India A's bowlers did not find enough help from a final-day pitch at the MA Chidambaram Stadium, as the first four-day game finished in a draw after they set Australia A 240 to win in 55 overs

India A 301 (Rahul 96, Pujara 55, Shankar 51*, O'Keefe 6-82) and 206 for 8 dec (Pujara 42, Mukund 40, Stoinis 2-18, Sandhu 2-27) drew with Australia A 268 (Handscomb 91, Stoinis 77, Ojha 5-85, Mishra 3-55) and 161 for 4 (Bancroft 51, Head 50, Mishra 2-49)
Scorecard
India A's bowlers found less help than they may have expected from a final-day pitch at the MA Chidambaram Stadium, as the first four-day game finished in a draw after they set Australia A 240 to win in 55 overs. A solid start, aided by some ordinary bowling, kept Australia A interested in the target, but a clump of wickets towards the end subdued their ambitions.
Cameron Bancroft and Travis Head made half-centuries, and added 79 for the second wicket to leave Australia A needing 125 from the last 20 overs, before falling in the space of six balls. Head nicked Abhimanyu Mithun while going hard at a fullish ball angled across him, and Bancroft pressed forward to Amit Mishra and popped a catch to silly point.
Three overs later, Naman Ojha missed a stumping off Pragyan Ojha when he spun one out of the rough and past Nic Maddinson's inside edge. This was the 39th over, and it was the first time either Ojha or Mishra had bowled from the Pavilion End. Until then, India A's frontline spinners hadn't bowled in tandem at all.

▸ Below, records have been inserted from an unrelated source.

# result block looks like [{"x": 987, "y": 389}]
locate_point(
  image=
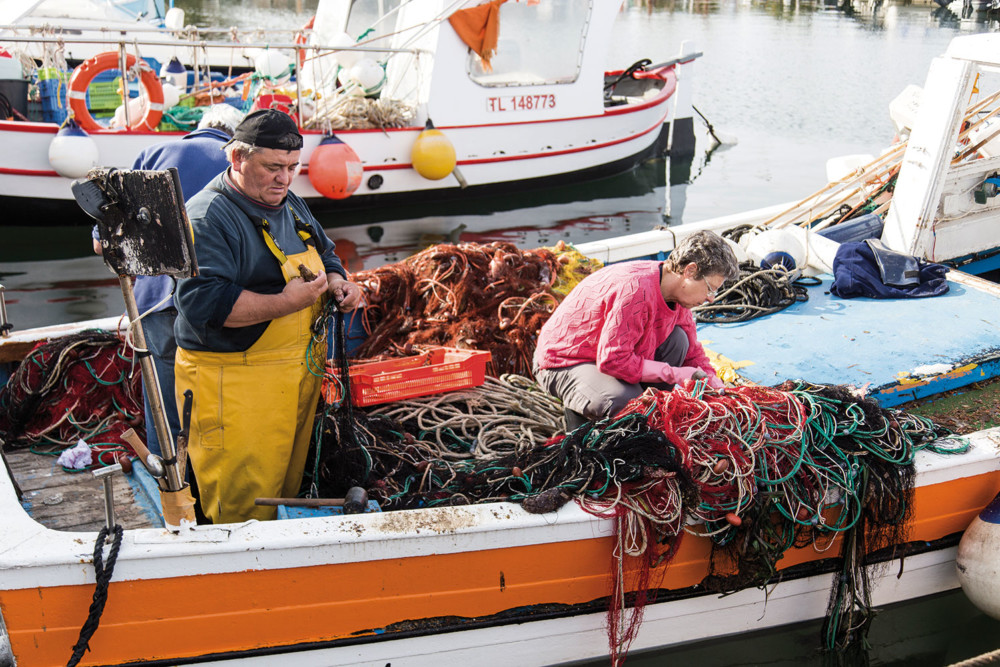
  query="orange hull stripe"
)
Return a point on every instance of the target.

In the first innings, all nine Australian wickets taken by the bowlers had come from the other end. But the stumping chance suggested they could have bowled a spinner from the Pavilion End earlier, and Ojha gave more evidence of the help now available from there when he spun one sharply, from the line of the stumps rather than the rough, to get Peter Handscomb caught behind in the third mandatory over.

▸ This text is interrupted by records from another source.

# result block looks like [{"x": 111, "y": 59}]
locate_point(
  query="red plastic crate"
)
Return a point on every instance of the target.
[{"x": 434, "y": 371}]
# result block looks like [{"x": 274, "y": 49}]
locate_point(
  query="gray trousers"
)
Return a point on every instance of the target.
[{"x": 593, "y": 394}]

Maddinson, who had already struck Mishra and Ojha for sixes over long-on, continued playing his shots, even reverse-sweeping Ojha to the vacant point boundary. But the target was too far beyond Australia A's reach, and the players shook hands with nine mandatory overs remaining.
At tea, Australia A had been 81 for 1 in 23 overs, and 48 of those runs had come in boundaries. They had not needed to do anything outlandish to hit them; all the Indian bowlers had fed them the odd bad ball, particularly short ones, and only one of their 12 fours - Head lofting Ojha against the turn over mid-off - came off a risky stroke. India's only success had come when Usman Khawaja, looking to sweep Mishra from the rough, top-edged a catch to leg slip.

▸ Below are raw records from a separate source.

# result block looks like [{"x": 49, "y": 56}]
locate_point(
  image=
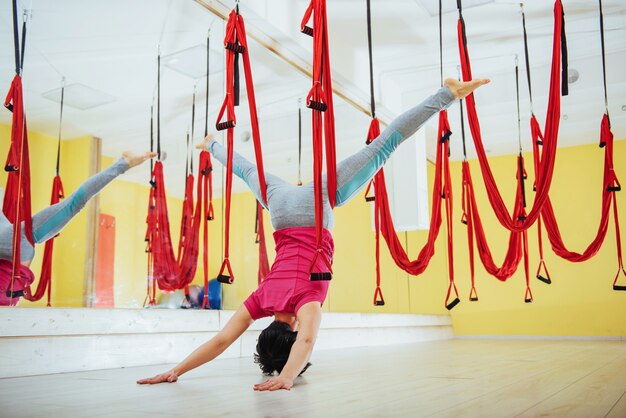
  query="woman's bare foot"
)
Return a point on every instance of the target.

In the morning, India A added 85 runs for the loss of five wickets in the pursuit of runs that didn't come as quickly as they would have hoped, on a pitch that remained too slow for expansive shots. Against some tight Australian bowling, they only made 64 runs in the first session, at a rate of 2.29. Gurinder Sandhu continued bowling parsimonious offbreaks, using his height to extract a fair amount of bounce, and Marcus Stoinis, who had made 77 in Australia A's first innings, capped off a satisfying match with two perfect offcutters to bowl Karun Nair and Naman Ojha.